2. A device, as claimed in claim 1, wherein an accessible space is formed within said crash helmet housing electric batteries for powering said motor.
3. A device, as claimed in claim 1, comprising a reversing switch, which has a shut-off center position and two symmetrically arranged side positions each corresponding to reverse polarity feeding, whereby the motors are powered with opposed polarity currents to cause the visor to open or close.
This invention relates to an electrically powered device for opening and closing the visor of a crash helmet, particularly useful in motorcycling applications.
As a rule, visors for crash helmets, in motorcycling or sport applications, are associated with the helmet skullcap either by simple journalling with snap locating means, or by snap engagement means which provide for the visor forward movmement by releasing it from its seat and enabling the subsequent opening movement thereof by rotation.
Such means, however, must be operated manually, and quite frequently require the use of both hands by the helmet user, thus being inconvenient to use and potentially dangerous.
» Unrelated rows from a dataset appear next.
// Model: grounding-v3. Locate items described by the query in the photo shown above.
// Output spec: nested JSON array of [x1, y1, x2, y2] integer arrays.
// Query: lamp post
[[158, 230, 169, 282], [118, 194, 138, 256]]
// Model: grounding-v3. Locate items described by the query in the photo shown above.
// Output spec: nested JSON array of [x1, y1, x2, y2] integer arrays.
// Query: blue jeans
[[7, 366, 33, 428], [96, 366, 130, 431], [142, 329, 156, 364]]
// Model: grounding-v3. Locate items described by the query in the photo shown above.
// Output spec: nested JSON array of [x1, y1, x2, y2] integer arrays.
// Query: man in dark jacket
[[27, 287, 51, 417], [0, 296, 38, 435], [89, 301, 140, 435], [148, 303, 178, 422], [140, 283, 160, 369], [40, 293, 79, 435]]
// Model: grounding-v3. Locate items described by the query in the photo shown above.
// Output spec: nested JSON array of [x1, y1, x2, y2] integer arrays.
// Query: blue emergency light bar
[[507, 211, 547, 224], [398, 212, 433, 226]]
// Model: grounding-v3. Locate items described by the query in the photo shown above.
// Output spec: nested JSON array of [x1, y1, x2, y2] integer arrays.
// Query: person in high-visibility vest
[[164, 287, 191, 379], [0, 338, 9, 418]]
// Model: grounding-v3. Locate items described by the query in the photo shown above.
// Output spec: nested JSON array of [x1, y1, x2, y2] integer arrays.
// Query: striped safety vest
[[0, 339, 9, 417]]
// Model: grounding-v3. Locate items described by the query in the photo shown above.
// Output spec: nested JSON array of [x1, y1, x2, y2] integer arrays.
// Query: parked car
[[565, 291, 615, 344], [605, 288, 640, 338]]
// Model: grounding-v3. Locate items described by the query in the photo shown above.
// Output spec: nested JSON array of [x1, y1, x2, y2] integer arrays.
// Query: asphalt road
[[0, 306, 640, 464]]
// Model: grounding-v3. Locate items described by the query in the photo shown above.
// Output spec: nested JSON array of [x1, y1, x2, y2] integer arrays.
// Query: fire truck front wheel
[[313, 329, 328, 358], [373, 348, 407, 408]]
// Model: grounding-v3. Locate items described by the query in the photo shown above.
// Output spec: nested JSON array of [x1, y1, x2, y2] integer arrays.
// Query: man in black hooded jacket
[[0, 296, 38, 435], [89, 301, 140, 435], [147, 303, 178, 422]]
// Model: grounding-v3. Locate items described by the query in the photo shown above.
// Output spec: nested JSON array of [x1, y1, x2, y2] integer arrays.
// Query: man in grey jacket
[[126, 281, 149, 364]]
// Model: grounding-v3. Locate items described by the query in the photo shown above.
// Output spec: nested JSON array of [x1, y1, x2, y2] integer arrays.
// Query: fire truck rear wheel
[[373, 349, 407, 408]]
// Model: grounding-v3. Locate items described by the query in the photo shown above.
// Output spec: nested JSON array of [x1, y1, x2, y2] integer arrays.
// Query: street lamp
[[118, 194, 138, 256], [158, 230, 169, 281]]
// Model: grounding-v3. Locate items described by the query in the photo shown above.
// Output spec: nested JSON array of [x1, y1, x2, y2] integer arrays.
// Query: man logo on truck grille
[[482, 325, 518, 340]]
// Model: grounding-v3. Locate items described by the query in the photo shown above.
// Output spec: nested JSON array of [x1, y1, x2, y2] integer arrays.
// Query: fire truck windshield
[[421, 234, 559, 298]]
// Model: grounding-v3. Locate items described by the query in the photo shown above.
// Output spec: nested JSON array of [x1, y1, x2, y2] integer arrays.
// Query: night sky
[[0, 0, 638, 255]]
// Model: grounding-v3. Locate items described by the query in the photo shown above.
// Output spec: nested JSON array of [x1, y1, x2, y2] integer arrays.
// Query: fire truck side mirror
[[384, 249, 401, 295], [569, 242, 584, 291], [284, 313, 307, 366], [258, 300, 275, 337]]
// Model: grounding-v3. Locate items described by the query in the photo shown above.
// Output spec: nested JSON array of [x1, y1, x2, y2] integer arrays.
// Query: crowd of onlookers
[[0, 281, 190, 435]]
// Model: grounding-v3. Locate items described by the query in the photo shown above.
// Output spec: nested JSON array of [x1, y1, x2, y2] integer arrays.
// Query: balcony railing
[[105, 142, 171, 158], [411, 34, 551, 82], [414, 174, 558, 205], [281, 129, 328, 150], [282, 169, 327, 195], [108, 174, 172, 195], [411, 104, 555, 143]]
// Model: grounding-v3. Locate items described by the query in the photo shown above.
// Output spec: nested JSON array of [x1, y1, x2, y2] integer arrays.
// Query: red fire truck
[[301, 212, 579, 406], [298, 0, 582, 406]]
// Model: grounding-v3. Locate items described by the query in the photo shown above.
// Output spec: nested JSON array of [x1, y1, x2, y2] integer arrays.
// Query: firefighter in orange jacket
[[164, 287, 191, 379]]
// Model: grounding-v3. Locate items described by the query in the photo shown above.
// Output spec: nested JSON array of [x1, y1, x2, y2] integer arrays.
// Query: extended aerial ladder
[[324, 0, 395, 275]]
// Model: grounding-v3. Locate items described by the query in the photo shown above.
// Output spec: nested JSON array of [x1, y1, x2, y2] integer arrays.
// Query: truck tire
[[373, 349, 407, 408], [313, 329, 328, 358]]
It is an object of this invention to provide a device which affords the possibility of opening and closing the visor of a crash helmet.
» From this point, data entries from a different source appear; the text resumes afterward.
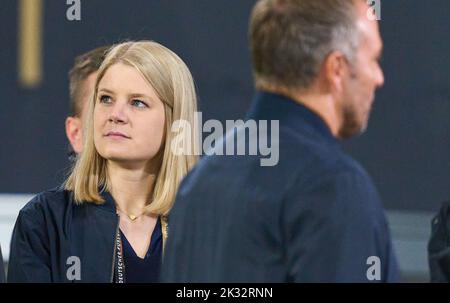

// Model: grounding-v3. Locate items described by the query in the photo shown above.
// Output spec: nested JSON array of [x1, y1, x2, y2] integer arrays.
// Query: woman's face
[[94, 63, 165, 165]]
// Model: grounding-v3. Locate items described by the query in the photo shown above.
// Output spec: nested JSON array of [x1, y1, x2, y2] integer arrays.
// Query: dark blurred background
[[0, 0, 450, 280]]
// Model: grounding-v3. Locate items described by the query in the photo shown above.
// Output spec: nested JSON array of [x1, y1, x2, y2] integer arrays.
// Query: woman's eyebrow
[[98, 87, 114, 94], [128, 93, 152, 100]]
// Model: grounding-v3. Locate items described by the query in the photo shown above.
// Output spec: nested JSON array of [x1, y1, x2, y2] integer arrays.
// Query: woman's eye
[[131, 99, 148, 108], [99, 95, 111, 103]]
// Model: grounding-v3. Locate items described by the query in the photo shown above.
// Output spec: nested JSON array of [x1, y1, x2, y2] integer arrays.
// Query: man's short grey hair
[[249, 0, 365, 89]]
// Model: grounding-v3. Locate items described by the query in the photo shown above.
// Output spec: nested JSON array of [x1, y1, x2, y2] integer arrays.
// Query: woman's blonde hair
[[65, 41, 198, 215]]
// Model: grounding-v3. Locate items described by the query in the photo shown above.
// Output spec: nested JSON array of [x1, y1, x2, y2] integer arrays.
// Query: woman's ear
[[66, 117, 83, 154]]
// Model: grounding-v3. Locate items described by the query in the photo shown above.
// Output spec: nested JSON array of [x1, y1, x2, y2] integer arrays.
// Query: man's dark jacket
[[163, 92, 398, 282]]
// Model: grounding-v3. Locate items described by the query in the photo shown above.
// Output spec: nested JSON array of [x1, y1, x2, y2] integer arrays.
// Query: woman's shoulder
[[20, 187, 73, 220]]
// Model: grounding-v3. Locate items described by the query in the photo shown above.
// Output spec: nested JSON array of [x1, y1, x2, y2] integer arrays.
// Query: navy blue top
[[162, 92, 398, 282], [120, 218, 162, 283]]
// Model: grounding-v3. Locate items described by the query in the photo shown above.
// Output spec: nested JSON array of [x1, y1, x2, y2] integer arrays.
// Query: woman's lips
[[105, 132, 130, 139]]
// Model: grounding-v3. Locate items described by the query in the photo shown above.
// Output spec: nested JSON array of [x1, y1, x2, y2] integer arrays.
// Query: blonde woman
[[8, 41, 197, 283]]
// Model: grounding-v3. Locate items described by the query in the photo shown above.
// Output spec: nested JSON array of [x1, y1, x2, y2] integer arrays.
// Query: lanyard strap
[[115, 231, 125, 283]]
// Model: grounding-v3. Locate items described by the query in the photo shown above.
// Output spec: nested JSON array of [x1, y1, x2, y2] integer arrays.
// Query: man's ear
[[66, 117, 83, 154], [322, 51, 347, 94]]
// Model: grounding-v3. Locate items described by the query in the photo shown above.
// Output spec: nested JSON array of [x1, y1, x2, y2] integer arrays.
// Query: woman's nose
[[109, 102, 128, 123]]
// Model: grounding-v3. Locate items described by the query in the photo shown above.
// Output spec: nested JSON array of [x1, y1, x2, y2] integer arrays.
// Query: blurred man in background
[[66, 46, 110, 158], [164, 0, 398, 282]]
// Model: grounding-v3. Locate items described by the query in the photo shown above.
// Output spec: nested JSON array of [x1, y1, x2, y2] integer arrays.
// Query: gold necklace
[[116, 205, 144, 222]]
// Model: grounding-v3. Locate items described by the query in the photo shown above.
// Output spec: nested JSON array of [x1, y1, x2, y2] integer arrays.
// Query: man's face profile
[[339, 3, 384, 138], [66, 72, 98, 154]]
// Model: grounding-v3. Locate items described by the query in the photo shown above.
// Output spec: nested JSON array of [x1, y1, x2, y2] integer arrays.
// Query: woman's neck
[[108, 161, 157, 215]]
A consequent primary object of the invention is to provide a device which can effect the visor opening and closing mechanically through a suitable power means.
Another object is to provide a device which can be actuated with one hand by the helmet user.
It is a further object to provide a device of small size which can be accommodated within the skullcap structure of the helmet.
These and other objects, such as will be apparent hereinafter, are achieved by an electrically poweered device for opening and closing the visor of a crash helmet, characterized in that it comprises a small electric motor driving, through transmission means, a gear segment in the shape of a quarter-circle arc followed by a straight region, the movement of said gear segment determining accordingly a translatory movement followed by a rotation (or vice versa), one end of the helmet visor being associated with said gear segment.
Mounted on the helmet are two such devices, positioned at the visor pivot points, said devices being powered by batteries contained in the padding of the helmet skullcap with the interposition of a reversing switch.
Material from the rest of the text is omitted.